The Phase 3 pivotal trial Saturn-1 was a randomized, vehicle-controlled, double-blind study involving 421 patients with Demodex blepharitis. Treatment with Lotilaner ophthalmic solution 0.25% twice daily for 6 weeks achieved a cylindrical dandruff resolution rate of 56%, a mite eradication rate (0–1 mites per 4 lashes) of 51.8%, and an eyelid margin erythema resolution rate of 31.1%3). Tolerability was rated good at 90.7%, with side effects mainly mild, such as burning sensation and mild visual acuity reduction1)3). The subsequent Saturn-2 trial confirmed similar results1).
In July 2023, the US FDA approved Lotilaner ophthalmic solution 0.25% (brand name XDEMVY®, formerly TP-03) as the first approved drug for Demodex blepharitis1). Approval in Europe is expected around 20271). As of 2026, it is not yet approved in Japan, and the status of approval application and review by PMDA should be monitored1).
Czepińska-Myszura et al. stated in their review that “among the new treatments, only Lotilaner eye drops have demonstrated high efficacy in large-scale clinical trials, while IPL and microblepharoexfoliation have only been validated in limited patient groups”1).
BlephEx is an office-based procedure that uses a rotating microsponge to mechanically remove cylindrical scales, debris, mites, and bacterial biofilm from the eyelid margin1). Although significant improvements in OSDI and mite counts have been reported when combined with tea tree oil therapy, further research is needed to verify long-term efficacy and recurrence prevention1).
The miticidal activity of natural essential oils has been increasingly reported1).
All of these are still at the preliminary research stage, and further validation is needed for clinical application1).
In vivo confocal microscopy (IVCM) allows non-invasive visualization of mites within hair follicles and enables repeated assessments1). If PCR-based molecular detection and automated image analysis are applied clinically in the future, standardized quantitative evaluation of Demodex will become possible.
In an analysis of 9 cases by Lee et al., pediatric cases aged 5, 13, and 14 years were included, all presenting with blepharokeratoconjunctivitis accompanied by corneal ulcers and neovascularization2). In children with recurrent keratitis, the involvement of Demodex should be actively suspected2).
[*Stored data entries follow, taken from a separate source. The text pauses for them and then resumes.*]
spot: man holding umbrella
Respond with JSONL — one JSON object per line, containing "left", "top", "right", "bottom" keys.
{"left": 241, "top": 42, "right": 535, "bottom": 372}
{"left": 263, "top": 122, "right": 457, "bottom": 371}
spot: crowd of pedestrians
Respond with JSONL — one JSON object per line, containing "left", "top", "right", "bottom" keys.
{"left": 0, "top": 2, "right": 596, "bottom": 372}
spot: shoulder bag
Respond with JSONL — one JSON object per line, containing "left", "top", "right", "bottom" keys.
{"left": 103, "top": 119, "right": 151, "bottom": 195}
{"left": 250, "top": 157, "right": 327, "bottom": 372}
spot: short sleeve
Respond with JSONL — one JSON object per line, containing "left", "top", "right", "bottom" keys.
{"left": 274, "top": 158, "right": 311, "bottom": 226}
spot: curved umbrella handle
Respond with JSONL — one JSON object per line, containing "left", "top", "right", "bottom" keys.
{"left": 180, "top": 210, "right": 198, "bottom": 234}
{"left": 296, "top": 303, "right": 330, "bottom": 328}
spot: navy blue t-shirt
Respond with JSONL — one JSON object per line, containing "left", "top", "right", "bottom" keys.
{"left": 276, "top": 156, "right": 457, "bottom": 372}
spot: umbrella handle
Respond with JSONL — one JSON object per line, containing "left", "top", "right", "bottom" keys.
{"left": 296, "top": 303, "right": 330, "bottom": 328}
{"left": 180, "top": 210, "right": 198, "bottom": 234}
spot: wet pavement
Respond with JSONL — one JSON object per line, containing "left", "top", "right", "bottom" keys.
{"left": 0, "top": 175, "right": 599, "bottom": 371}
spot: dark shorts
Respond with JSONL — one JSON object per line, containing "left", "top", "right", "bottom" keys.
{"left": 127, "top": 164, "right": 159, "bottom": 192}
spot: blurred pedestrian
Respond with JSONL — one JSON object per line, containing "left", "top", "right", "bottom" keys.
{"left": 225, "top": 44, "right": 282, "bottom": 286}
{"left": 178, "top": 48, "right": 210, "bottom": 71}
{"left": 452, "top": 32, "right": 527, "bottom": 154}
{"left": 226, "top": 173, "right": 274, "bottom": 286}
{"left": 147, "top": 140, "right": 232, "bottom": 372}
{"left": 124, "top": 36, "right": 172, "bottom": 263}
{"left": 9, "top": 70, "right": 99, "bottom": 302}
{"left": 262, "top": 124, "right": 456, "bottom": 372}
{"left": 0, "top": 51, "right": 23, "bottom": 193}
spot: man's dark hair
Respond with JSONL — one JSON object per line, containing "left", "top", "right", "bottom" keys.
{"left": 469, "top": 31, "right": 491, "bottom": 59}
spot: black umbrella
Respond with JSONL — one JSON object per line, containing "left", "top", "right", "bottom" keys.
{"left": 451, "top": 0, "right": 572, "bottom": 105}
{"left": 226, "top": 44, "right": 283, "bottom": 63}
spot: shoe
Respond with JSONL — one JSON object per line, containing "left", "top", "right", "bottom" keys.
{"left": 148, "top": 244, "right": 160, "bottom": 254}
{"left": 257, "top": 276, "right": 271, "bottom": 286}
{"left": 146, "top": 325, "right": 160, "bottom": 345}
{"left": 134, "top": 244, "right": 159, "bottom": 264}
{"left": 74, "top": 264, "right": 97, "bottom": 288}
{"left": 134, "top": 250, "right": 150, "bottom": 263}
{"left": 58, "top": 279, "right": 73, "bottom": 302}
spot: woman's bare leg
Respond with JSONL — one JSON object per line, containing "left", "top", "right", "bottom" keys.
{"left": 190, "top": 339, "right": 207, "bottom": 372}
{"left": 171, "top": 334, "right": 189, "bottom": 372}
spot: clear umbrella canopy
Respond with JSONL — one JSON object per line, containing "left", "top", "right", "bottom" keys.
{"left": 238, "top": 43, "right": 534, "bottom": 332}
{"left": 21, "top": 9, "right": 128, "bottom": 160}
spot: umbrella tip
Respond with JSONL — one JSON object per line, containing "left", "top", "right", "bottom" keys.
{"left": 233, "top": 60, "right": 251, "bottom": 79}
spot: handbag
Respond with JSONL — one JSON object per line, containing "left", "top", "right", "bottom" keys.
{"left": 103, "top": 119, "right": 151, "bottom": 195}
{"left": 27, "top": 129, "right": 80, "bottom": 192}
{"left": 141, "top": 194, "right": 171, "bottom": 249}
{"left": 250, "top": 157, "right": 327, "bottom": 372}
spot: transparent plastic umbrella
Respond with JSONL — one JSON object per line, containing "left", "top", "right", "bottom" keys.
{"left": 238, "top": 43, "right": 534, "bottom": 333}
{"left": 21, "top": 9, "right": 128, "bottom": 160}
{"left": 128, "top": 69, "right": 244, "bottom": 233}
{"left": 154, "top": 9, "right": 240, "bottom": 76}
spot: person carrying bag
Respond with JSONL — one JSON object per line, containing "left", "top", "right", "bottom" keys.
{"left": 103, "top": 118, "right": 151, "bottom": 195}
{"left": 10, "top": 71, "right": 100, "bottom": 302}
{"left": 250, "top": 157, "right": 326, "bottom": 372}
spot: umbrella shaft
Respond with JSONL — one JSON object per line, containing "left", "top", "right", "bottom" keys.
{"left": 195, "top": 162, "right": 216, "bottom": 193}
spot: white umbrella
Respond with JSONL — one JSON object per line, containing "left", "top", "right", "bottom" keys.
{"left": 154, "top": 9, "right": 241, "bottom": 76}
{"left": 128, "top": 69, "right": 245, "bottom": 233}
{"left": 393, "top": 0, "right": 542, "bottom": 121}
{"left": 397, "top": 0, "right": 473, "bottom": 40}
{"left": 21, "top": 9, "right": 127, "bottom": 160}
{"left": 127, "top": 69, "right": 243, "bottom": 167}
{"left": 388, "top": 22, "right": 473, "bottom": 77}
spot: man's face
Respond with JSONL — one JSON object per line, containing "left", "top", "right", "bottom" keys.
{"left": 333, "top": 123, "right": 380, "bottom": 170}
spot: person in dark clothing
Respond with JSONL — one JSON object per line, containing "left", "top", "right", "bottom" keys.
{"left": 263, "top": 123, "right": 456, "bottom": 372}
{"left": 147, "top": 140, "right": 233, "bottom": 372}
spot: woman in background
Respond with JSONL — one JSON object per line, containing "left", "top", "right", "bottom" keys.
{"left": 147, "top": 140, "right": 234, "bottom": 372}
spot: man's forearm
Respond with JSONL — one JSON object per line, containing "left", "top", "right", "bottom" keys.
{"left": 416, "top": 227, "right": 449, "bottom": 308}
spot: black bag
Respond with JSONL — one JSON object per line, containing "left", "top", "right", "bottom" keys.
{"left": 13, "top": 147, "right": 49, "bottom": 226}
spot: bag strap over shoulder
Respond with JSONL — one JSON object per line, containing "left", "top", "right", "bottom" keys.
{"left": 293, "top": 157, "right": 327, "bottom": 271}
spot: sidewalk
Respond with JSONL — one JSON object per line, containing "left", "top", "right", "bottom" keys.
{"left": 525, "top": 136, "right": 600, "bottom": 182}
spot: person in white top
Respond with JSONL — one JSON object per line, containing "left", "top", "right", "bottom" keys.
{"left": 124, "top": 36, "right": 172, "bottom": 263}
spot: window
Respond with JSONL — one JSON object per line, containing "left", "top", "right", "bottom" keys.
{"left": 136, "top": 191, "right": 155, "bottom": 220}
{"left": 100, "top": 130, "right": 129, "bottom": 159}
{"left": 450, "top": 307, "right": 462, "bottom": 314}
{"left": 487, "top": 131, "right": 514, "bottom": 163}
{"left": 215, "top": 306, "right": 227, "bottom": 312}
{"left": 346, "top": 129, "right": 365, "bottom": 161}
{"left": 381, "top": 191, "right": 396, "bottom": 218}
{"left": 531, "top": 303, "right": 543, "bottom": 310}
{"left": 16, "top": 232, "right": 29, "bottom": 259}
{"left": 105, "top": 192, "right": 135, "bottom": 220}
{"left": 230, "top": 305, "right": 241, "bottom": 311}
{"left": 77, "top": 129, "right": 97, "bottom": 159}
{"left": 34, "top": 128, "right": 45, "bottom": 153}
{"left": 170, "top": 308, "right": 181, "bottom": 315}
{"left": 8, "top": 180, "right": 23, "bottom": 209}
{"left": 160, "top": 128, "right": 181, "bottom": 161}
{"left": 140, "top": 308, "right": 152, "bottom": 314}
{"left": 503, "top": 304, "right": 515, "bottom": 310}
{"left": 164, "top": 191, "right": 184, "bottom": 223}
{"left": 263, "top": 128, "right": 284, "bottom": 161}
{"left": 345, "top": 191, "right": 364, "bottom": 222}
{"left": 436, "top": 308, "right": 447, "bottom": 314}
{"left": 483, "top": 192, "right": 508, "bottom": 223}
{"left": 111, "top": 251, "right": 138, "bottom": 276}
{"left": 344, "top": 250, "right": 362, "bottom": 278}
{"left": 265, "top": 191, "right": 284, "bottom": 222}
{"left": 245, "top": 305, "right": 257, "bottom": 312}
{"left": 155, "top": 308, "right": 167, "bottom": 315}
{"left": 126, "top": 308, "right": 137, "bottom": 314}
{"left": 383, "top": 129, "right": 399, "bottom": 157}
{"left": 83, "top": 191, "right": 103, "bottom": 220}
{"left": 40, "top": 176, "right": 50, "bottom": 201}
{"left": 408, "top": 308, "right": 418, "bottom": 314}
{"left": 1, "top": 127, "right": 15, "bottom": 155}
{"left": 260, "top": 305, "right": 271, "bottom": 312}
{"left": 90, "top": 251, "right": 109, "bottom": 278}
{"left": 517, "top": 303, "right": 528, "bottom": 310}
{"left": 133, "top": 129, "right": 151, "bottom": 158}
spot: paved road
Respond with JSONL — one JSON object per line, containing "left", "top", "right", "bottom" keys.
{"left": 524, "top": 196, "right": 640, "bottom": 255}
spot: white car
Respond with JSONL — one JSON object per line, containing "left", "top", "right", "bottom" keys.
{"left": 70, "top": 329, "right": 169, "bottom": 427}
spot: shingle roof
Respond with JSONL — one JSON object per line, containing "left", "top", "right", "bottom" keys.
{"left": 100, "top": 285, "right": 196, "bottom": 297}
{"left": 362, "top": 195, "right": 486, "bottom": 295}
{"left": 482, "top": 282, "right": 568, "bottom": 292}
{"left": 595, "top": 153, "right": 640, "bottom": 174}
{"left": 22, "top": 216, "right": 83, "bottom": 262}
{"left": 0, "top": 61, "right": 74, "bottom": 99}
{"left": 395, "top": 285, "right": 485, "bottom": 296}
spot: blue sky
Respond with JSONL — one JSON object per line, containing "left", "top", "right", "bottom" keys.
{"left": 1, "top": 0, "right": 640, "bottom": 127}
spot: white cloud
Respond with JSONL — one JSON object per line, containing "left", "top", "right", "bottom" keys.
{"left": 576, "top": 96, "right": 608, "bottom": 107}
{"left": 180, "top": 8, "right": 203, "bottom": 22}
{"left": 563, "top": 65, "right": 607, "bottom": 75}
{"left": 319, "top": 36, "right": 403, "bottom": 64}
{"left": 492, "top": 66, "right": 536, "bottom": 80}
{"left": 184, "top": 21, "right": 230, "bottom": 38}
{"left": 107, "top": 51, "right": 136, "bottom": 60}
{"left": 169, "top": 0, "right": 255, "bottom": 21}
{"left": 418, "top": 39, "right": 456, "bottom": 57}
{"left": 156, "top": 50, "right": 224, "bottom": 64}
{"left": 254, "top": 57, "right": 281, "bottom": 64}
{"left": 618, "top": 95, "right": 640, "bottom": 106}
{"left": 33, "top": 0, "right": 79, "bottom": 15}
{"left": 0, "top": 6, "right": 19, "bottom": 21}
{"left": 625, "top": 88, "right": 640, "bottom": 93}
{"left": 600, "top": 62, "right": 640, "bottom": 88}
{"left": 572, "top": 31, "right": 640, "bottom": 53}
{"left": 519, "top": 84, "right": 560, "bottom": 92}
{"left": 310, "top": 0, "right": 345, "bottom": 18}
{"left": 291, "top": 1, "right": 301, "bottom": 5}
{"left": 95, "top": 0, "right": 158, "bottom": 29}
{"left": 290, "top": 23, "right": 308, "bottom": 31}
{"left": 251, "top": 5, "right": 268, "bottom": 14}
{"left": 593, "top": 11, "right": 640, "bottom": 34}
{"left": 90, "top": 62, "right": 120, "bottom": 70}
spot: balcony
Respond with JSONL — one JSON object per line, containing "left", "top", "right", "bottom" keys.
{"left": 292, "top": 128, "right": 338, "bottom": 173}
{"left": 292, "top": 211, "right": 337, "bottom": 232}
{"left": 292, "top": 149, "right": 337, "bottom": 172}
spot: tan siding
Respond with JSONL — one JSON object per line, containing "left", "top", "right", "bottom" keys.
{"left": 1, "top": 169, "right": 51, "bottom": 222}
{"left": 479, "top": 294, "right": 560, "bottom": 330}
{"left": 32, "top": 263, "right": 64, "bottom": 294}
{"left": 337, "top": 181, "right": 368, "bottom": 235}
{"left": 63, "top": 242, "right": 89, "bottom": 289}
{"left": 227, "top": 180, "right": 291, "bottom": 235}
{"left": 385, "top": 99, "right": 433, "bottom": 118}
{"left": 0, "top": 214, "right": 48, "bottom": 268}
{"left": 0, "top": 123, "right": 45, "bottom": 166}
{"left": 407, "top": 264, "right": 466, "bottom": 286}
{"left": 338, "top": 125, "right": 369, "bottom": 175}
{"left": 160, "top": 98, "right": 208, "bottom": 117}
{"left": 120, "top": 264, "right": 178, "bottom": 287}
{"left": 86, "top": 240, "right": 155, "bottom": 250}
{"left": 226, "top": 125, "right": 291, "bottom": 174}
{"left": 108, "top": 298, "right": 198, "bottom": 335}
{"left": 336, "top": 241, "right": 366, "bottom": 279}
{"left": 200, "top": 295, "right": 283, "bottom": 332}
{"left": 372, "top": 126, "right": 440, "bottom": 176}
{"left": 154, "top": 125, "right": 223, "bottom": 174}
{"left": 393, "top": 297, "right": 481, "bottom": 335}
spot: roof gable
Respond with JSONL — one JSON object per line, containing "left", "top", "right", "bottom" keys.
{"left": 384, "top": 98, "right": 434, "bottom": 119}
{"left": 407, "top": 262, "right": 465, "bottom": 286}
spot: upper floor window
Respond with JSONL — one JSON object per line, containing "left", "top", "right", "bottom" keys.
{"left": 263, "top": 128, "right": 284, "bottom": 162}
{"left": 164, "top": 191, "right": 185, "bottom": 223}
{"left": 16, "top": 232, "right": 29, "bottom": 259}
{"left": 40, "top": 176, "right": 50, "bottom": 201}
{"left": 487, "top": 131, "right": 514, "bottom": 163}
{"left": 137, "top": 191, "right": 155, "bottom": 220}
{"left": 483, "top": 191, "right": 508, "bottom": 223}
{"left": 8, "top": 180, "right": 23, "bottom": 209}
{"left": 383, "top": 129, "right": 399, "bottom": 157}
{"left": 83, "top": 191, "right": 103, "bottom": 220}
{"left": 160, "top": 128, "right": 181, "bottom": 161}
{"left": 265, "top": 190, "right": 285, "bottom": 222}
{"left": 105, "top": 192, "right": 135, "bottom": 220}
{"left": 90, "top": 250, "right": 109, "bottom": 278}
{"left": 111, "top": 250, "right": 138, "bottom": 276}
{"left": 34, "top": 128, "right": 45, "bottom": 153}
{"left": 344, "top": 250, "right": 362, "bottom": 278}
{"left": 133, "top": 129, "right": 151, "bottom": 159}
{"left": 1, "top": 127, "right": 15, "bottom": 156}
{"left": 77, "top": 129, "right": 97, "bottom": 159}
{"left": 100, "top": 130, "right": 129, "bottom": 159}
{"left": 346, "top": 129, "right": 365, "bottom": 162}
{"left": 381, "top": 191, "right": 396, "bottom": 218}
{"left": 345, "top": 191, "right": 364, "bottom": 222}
Additionally, Zhang and Liang reported a 46-year-old male case in whom D. brevis was hidden only within the meibum without any external findings, demonstrating that direct observation of meibum after eyelid margin cleansing can aid diagnosis in refractory cases5).
As of 2026, Lotilaner ophthalmic solution 0.25% (XDEMVY®) has been approved by the US FDA, but it is not yet approved in Japan or Europe1)3). Approval in Europe is expected around 20271). The approval status in Japan will depend on future PMDA review. Currently, treatment mainly involves tea tree oil-containing preparations, ivermectin (oral and topical), metronidazole, and microblepharoexfoliation1)6).